4. Subsequentemente, expôs V.Exa. a esta Provedoria entendimento segundo o qual os artigos 37º e 38º do Regulamento Geral sobre o Ruído não conferem às Delegações Regionais da Indústria e Energia competência em sede contra-ordenacional.

E acrescentou o seguinte:
“Esclarecemos V.Exa. que nunca aplicamos qualquer coima ao abrigo do referido Decreto-Lei.

O que se tem feito é notificar os industriais para a realização de medições de ruído e empoeiramentos nos locais de trabalho e contra terceiros, sancionando pelo seu não cumprimento, ao abrigo do D.L. 282/93 e Dec. Reg. 25/93.

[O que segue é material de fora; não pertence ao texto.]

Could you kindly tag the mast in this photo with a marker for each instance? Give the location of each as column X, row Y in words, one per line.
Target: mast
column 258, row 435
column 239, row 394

Os resultados das medições de ruído e eventuais contra-ordenações iniciadas, têm sido transmitidas à Direcção Regional do Ambiente e Recursos Naturais, Administração Regional de Saúde, Instituto de Desenvolvimento e Inspecção das Condições de Trabalho e Câmara Municipal.

Neste caso, aguardamos os seus pareceres e actuação.”

B) Do Direito.

1. As Delegações Regionais da Indústria e Energia são serviços regionais do Ministério da Indústria e Energia, aos quais compete, no que concerne à administração industrial, o exercício dos poderes enunciados no art. 5º do Decreto-Regulamentar nº 9/91, de 15 de Março, em particular, aprovar os projectos de estabelecimentos industriais e as respectivas condições de laboração, nos domínios da salubridade, higiene, comodidade, segurança e salvaguarda das incidências negativas para o ambiente e proceder ao respectivo licenciamento e fiscalização (cfr. art. 5º, nº 1, al. a), do Decreto Regulamentar nº 9/91).

Tais competências são excepcionadas, pelo art. 5º, nº 2, do citado Decreto, quanto ao licenciamento e à aprovação de projectos de estabelecimentos industriais aos quais, em razão da actividade que prosseguem, corresponda, como entidade coordenadora, nos termos da Tabela anexa ao Decreto Regulamentar nº 10/91, de 15 de Março, a Direcção Geral da Indústria.

2. No caso, a Direcção Regional da Indústria e Energia do Norte constituia, à data da aprovação da instalação do estabelecimento industrial, por força da natureza da actividade industrial – fabricação de cantarias e outros produtos de pedra – e por determinação legal ( art. 3º do Regulamento do Exercício da Actividade Industrial, aprovado pelo Decreto Regulamentar nº 10/91, de 15 de Março, e tabela de classificação de actividades industriais, em anexo), a respectiva entidade coordenadora, competindo-lhe a coordenação do respectivo processo de licenciamento e a concessão da autorização para a instalação, alteração e laboração do estabelecimento.

A revisão da legislação relativa ao exercício da actividade industrial e designadamente, a aprovação pela Portaria nº 744-B/93, de 18 de Agosto, da nova tabela de classificação de actividades industriais, não acarretou qualquer alteração dos poderes funcionais das Delegações Regionais enquanto entidades coordenadoras quanto ao exercício da actividade descrita.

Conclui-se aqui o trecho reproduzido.